Поначалу я не очень обращала внимание на эту черту его характера (на какую — жестокость или сентиментальность? Неужели не понятно? Нет. Х-м-м, действительно, не очень. Ну ладно, дальше все объясниться), хотя в таком человеке она должна сразу бросаться в глаза, как неправильно сыгранная нота гениального концерта, как ученические мазки на полотне Мастера, как цензурные купюры в стихах (неплохо, неплохо, черт возьми), и уже в самом словосочетании „Желтый Тигр“ просится продолжение (нет, не просится, по-моему. Придется вычеркивать и после „стихах“ ставить точку). Но один случай, точнее — прогулка, заставили (?!) меня внимательнее приглядеться к Кириллу и разглядеть в его характере этот диссонанс (заставили, заставили). Это произошло совсем недавно, (когда точно? Ага, вспомнила:) всего лишь месяца назад (и остается только удивляться, что за годы нашего близкого знакомства ты об этом не пронюхала раньше! Это я писать не буду), когда жаркое парижское лето перетекло в очаровательное бабье, особенно замечательное на этих широтах (это я пишу от чистого сердца) — без душных дней под палящим солнцем (без чего еще? Да:), без несметных толп праздношатающихся туристов, беззастенчиво пялящихся на обитателей старого города и удивляясь — как, мол, они могут жить в таком захолустье, вдали от цивилизации (ненавижу этих обормотов!!!), забывая, что Вавилон со своей башней и смешением языков и народов расположен всего лишь в (сколько же это точно будет? Неохота лезть в справочник, да и кого это интересует — проглотят и не подавятся) ста семидесяти трех километрах отсюда, без скуки отпуска (а ты в нем, ха-ха, была когда-нибудь? Интересно было бы побывать и испытать эту „скуку“ на себе) и тревожного ожидания осенней поры со своими дождями, холодом, желтыми листьями и простудой (принимайте „Колдрекс-альфа“ — идеальное средство от гриппа).
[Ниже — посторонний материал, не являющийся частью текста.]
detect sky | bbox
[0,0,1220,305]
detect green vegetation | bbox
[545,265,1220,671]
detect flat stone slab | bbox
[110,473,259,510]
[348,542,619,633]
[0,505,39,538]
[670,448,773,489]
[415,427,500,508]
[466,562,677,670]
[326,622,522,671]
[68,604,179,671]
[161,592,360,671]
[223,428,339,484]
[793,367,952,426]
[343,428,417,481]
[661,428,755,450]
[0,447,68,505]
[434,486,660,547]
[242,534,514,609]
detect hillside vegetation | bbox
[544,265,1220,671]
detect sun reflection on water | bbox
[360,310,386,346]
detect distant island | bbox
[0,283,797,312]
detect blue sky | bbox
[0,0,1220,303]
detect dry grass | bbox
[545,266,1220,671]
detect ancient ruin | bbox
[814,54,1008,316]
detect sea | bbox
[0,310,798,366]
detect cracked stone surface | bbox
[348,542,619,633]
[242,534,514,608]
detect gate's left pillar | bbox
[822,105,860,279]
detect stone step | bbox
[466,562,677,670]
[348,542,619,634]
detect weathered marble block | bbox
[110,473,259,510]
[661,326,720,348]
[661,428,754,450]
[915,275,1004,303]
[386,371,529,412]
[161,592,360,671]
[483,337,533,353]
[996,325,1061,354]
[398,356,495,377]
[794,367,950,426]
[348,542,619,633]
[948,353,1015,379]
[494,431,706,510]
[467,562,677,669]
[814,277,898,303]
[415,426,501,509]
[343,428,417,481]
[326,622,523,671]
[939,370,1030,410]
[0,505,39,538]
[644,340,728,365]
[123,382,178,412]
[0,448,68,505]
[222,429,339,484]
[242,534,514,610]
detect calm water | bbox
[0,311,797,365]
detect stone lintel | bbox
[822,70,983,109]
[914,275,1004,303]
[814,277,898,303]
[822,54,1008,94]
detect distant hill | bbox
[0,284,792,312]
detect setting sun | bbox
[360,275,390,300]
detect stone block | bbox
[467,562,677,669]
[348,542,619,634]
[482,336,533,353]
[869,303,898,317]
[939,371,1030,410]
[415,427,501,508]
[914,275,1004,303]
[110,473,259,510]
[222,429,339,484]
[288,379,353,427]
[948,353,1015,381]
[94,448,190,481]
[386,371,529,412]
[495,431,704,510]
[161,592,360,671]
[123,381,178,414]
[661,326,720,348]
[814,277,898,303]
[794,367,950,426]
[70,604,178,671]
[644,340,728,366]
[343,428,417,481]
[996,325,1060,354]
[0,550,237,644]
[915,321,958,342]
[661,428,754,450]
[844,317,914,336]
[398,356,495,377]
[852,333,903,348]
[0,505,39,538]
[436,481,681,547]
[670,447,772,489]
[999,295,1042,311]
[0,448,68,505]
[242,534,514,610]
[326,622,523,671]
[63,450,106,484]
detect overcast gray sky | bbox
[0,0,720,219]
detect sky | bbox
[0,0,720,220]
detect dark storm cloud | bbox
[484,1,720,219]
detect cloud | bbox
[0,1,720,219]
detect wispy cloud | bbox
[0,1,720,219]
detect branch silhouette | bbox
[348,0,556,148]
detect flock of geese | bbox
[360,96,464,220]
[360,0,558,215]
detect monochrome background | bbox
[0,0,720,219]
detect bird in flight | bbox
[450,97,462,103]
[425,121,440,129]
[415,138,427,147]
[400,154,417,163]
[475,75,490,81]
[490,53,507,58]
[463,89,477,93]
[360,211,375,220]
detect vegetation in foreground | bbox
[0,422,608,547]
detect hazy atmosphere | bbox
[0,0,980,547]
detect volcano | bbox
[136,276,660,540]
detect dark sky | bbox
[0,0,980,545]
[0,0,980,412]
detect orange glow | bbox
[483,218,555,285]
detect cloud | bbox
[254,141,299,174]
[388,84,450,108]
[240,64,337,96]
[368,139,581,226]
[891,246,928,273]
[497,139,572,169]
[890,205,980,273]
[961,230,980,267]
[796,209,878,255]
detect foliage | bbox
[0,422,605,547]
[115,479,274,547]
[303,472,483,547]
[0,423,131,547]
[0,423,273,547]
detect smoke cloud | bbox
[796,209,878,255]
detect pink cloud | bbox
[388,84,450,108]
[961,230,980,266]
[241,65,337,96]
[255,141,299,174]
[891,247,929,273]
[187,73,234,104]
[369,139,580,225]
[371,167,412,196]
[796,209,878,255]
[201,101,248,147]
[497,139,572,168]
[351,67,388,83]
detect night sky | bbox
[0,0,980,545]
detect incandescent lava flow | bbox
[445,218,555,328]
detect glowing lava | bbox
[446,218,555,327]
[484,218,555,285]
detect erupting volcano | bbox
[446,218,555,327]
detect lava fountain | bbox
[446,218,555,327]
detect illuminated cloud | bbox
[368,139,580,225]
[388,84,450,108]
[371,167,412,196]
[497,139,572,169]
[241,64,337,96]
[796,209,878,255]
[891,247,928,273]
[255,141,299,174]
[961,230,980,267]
Все это: туристы, жара и ожидания кончаются раньше, чем приходит сентябрь, а дожди, холод и простуда появляется гораздо позже, в октябре (то есть сейчас). Это превращает сентябрь в прелестнейшую пору года. Уезжать из Парижа в это время мне не хотелось, но Кирилл уговорил слетать в Фюрстенберг (если говорить точнее, то я навязалась сама. Он сказал, что на денек уедет, а я просто так поинтересовалась — куда? не имея ничего ввиду, так как уже давно привыкла к его неожиданным отлучкам, решив просто быть вежливой и показать свой интерес к его жизни. Кирилл на секунду споткнулся и я почувствовала его смущение и чутьем своим поняла, что за этим кроется нечто важное для него. Такого случая я упустить не могла и пришлось употребить все свои чары для уговора его взять меня с собой. Так это было, но читателю об этом знать не следует, ибо это нарушает возникающее с первых же строк впечатление об интимном знакомстве автора со всеми подробностями жизни своего героя), утверждая, что немецкая осень не хуже парижской и даже превосходит ее по мягкости из-за близости Балтики, а старинный немецкий город гораздо красивее Парижа и до сих пор не испорчен никакой цивилизацией. С этим я никак не могла согласится и поэтому решила увидеть своими глазами это чудо. Мы поехали вместе (все это фантазии чистой воды, но врать мне не привыкать).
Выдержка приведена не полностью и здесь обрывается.